I could begin with our first meeting when he was a callow scholar of Corpus Christi, Cambridge, aged about seventeen. Except that Christopher was never callow; he was always knowing, assessing, judging, even as a youth. I remember him then as neither short nor tall, with brown hair and eyes and just the beginnings of a beard. His face was unmarked and his voice low, a Kentish drawl, unlike his writings which as perhaps you know are high-flown and exclamatory, full of energy.
But to begin at the beginning would mislead you because it would appear that my knowledge of him advanced incrementally, step by step over years, whereas that is not how we know people. We meet someone, we form an opinion and there they stay, pinned to the wall of memory unless illuminated by some new event or encounter, a flash of lightning which shows them from a different angle or facing another way. We think we know what they are but we know not what they may be. It was so with me and Christopher and it is true of ourselves, of all of us.
Or I could start with his end, that flash of steel, last of several in his short life. When people still spoke of him that is what they wanted to hear about. Could that be His Majesty’s interest? No, of course, you cannot say. But if I started with his end it would mislead you by giving the impression that everything before was leading up to it, a causal chain, one thing leading to another. Indeed, in those days there were some who even suspected a conspiracy. I hope I can set His Majesty’s mind at rest on that. Truth and life are always more haphazard than we like to think.
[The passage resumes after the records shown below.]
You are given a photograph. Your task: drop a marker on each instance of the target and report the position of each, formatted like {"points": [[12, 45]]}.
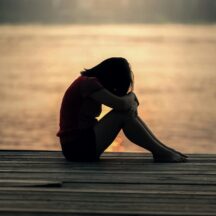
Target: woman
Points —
{"points": [[83, 137]]}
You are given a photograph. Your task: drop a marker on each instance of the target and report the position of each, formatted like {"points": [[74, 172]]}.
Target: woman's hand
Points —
{"points": [[134, 102]]}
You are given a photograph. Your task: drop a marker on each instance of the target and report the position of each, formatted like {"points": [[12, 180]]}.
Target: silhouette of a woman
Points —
{"points": [[83, 137]]}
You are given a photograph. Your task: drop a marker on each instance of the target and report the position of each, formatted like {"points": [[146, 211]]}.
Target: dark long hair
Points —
{"points": [[114, 74]]}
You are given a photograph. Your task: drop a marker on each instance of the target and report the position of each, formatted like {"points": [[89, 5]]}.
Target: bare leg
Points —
{"points": [[155, 138], [109, 126]]}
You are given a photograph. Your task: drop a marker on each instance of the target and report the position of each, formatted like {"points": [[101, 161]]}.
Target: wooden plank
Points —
{"points": [[51, 212], [77, 196], [114, 178], [58, 154], [44, 183], [80, 170], [126, 190], [109, 207]]}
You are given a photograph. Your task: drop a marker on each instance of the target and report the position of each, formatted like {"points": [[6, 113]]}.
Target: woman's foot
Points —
{"points": [[169, 156]]}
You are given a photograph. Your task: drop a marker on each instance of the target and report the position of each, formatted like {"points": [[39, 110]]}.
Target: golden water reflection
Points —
{"points": [[175, 79]]}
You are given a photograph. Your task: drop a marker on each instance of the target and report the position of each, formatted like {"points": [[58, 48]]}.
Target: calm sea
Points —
{"points": [[175, 80]]}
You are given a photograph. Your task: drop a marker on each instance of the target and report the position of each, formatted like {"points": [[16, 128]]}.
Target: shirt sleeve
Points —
{"points": [[90, 85]]}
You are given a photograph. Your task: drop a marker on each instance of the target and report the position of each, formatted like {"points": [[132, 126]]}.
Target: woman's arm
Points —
{"points": [[119, 103]]}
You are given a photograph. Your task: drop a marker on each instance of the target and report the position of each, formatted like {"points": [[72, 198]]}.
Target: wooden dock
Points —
{"points": [[44, 183]]}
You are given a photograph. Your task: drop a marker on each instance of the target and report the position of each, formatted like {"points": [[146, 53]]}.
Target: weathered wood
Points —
{"points": [[44, 183]]}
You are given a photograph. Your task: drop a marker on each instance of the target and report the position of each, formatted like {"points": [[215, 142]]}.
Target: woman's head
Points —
{"points": [[114, 74]]}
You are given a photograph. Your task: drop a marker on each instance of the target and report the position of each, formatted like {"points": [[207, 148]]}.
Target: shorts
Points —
{"points": [[80, 145]]}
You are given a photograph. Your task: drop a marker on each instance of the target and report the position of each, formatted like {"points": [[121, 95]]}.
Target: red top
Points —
{"points": [[78, 111]]}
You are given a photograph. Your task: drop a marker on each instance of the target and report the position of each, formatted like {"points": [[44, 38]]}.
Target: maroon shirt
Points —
{"points": [[78, 111]]}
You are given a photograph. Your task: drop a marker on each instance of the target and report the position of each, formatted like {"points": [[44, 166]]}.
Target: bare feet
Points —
{"points": [[169, 156]]}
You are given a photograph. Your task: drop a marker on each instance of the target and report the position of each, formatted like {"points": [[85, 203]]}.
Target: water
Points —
{"points": [[175, 79]]}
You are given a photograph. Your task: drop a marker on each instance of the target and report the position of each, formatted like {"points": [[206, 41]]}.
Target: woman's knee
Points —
{"points": [[125, 114]]}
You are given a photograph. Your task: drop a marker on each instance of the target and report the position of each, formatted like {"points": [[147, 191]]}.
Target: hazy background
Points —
{"points": [[171, 45]]}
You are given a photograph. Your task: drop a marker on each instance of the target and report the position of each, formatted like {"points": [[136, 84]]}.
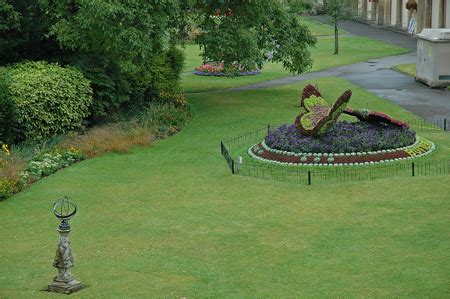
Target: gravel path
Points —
{"points": [[377, 77]]}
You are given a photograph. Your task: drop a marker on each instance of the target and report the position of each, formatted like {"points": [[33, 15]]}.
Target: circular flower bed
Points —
{"points": [[217, 70], [342, 137], [345, 144]]}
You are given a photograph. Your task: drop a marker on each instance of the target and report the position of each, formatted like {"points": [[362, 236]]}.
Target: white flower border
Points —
{"points": [[286, 153]]}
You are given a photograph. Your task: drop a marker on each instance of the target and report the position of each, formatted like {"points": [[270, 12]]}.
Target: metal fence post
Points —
{"points": [[232, 166]]}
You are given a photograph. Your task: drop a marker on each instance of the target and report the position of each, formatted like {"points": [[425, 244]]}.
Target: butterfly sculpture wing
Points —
{"points": [[318, 116]]}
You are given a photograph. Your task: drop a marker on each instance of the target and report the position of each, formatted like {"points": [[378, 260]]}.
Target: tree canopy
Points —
{"points": [[130, 50]]}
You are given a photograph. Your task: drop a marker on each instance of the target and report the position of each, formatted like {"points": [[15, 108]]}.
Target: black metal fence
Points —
{"points": [[322, 174]]}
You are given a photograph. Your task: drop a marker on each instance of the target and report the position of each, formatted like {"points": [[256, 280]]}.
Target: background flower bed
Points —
{"points": [[342, 137], [22, 165]]}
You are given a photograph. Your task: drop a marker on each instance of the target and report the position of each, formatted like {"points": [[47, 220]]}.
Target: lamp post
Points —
{"points": [[64, 282]]}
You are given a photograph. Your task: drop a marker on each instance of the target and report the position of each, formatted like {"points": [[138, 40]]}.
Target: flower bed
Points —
{"points": [[341, 137], [263, 152], [217, 70]]}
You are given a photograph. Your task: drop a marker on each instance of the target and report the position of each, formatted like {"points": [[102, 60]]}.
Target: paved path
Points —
{"points": [[377, 77]]}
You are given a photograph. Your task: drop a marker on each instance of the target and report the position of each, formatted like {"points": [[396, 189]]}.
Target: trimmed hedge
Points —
{"points": [[8, 119], [49, 99]]}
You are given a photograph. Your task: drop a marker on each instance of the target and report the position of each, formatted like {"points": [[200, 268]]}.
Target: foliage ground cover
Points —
{"points": [[353, 49], [172, 218]]}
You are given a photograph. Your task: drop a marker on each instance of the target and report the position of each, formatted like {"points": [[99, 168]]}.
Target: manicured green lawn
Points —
{"points": [[170, 220], [353, 49], [408, 69], [318, 28]]}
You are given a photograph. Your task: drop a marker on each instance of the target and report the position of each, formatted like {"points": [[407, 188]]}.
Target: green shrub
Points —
{"points": [[110, 88], [162, 74], [50, 99], [8, 187], [8, 115], [166, 118]]}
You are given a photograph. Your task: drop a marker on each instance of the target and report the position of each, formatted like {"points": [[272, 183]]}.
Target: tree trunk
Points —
{"points": [[336, 38]]}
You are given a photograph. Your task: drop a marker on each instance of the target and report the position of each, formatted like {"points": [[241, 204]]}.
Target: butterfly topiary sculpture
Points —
{"points": [[319, 117]]}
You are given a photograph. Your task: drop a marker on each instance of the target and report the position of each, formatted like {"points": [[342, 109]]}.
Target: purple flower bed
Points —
{"points": [[222, 74], [342, 137]]}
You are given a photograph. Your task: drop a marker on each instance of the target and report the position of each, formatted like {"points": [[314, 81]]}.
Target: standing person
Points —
{"points": [[411, 6]]}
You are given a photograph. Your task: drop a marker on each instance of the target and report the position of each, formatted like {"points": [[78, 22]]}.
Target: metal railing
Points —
{"points": [[328, 173]]}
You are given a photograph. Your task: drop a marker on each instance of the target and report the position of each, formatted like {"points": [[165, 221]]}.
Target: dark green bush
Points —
{"points": [[166, 118], [161, 75], [111, 88], [50, 99], [8, 116]]}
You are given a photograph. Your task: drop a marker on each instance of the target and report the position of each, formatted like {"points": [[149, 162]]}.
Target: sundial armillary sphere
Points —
{"points": [[64, 209]]}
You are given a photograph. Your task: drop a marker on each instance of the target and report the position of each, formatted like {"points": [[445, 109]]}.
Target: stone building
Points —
{"points": [[429, 13]]}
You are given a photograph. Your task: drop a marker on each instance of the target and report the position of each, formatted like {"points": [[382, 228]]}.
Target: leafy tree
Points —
{"points": [[23, 29], [337, 10], [241, 34]]}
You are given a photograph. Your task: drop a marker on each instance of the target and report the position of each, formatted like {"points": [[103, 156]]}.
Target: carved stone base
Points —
{"points": [[65, 287]]}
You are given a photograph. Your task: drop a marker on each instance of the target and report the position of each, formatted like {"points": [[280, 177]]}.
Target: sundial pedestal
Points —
{"points": [[64, 282]]}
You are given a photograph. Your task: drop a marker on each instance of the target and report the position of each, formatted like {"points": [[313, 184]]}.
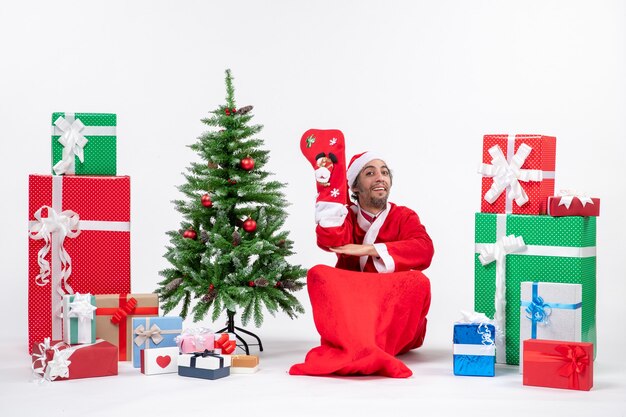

There was no determination in Christopher’s death, no series of causes, still less any plot or design, in my opinion. Yet, looking back on it now, it seems to me it was inevitable. Inevitable but not necessary, if you accept my distinction. It was in his character to die young and in a violent manner. He need not have, he could have chosen differently, but given what he made of himself he was destined to burn bright and be abruptly extinguished. It is impossible to imagine him fading away like the rest of us, unless we imagine him as someone quite different. Similarly, you could say of me that it was inevitable I should eke out my closing years in a little room in the King’s Bench prison, with its barred window and smoking candles and small coals. Inevitable that I should never burn bright, like him, but splutter long and slow, fading. But it was never necessary because I could have managed my life differently, I could have chosen differently, but that I did not, would not.
Lust in age is a little fire in a dark field, wrote another poet, one I believe Christopher knew. It is true also of life in age, but he never lived long enough to see that. He bled out on Eleanor Bull’s floorboards in full combustion, the flames of life still roaring and leaping. He never knew decline, unlike me, and I cannot conceive how he would have lived with it. He would not have been Christopher if he had.